Yup. I've been reading on some of the Modo forums about people who set it up. It doesn't play nice with games or anything, but for CUDA rendering it apparently works pretty well. There is a small speed hit to what the cards can do when plugged into a PCI slot, but hey, CUDA rendering on the mac with a small hit is OK. It might actually be a great option by moving a high end potentially hot-running component outside of such a thin enclosure.
 
Yup. I've been reading on some of the Modo forums about people who set it up. It doesn't play nice with games or anything, but for CUDA rendering it apparently works pretty well. There is a small speed hit to what the cards can do when plugged into a PCI slot, but hey, CUDA rendering on the mac with a small hit is OK. It might actually be a great option by moving a high end potentially hot-running component outside of such a thin enclosure.

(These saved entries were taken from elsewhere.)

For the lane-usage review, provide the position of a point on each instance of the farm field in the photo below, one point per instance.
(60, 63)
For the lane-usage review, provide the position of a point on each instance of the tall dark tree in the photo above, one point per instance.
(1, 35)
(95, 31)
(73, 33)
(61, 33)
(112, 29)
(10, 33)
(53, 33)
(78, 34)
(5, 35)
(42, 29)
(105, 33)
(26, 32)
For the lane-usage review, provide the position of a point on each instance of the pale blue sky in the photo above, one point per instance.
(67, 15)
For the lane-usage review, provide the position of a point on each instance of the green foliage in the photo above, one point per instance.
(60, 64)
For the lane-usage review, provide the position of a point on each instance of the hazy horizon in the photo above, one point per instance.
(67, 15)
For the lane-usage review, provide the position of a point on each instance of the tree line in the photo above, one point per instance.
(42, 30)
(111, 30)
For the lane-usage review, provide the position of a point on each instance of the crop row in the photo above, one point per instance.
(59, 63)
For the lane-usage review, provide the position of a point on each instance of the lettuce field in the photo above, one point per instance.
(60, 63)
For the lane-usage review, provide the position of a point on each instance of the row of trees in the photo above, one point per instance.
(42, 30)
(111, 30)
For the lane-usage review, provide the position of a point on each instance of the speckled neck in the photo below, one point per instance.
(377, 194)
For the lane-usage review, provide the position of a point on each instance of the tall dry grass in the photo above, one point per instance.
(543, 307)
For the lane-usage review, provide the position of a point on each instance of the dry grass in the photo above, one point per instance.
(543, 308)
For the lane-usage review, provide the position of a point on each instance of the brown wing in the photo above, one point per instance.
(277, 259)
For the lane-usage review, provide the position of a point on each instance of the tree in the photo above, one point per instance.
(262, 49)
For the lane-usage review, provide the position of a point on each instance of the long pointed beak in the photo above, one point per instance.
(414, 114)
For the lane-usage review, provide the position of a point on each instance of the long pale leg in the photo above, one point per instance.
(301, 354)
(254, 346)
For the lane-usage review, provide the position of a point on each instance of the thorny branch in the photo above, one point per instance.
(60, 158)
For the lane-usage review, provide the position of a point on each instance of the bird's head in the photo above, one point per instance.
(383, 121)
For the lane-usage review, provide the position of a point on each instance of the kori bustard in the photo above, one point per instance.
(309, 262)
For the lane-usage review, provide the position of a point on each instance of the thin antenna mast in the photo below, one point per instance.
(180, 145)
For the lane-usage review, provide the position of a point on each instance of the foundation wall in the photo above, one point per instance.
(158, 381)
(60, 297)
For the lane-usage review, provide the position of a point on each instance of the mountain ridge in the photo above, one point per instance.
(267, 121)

I actually use it for playing StarCraft II. For StarCraft II, my eGPU works very well. The only catch is that to get the full performance of the eGPU, you have to use an external monitor, which is fine for me since my external monitor is 21 inches while my MacBook Pro’s built-in monitor is 13 inches. If you use the MacBook’s internal monitor for playing games with the eGPU, you’ll only get half the performance because you’ll only be getting half the bandwidth.

Though, it doesn’t seem to give me a speed advantage in iMovie. Though, the last time I tested it, the project I was rendering was on an external USB 2 hard drive, which seems like it’s reaching the end of its life. I had the project over there because I was running out of space on my MacBook’s 480 gigabyte Solid State Drive and at the time, I wasn’t willing to clear stuff off. I just cleared some stuff off a couple days ago, so I’ll have to give eGPU rendering another try.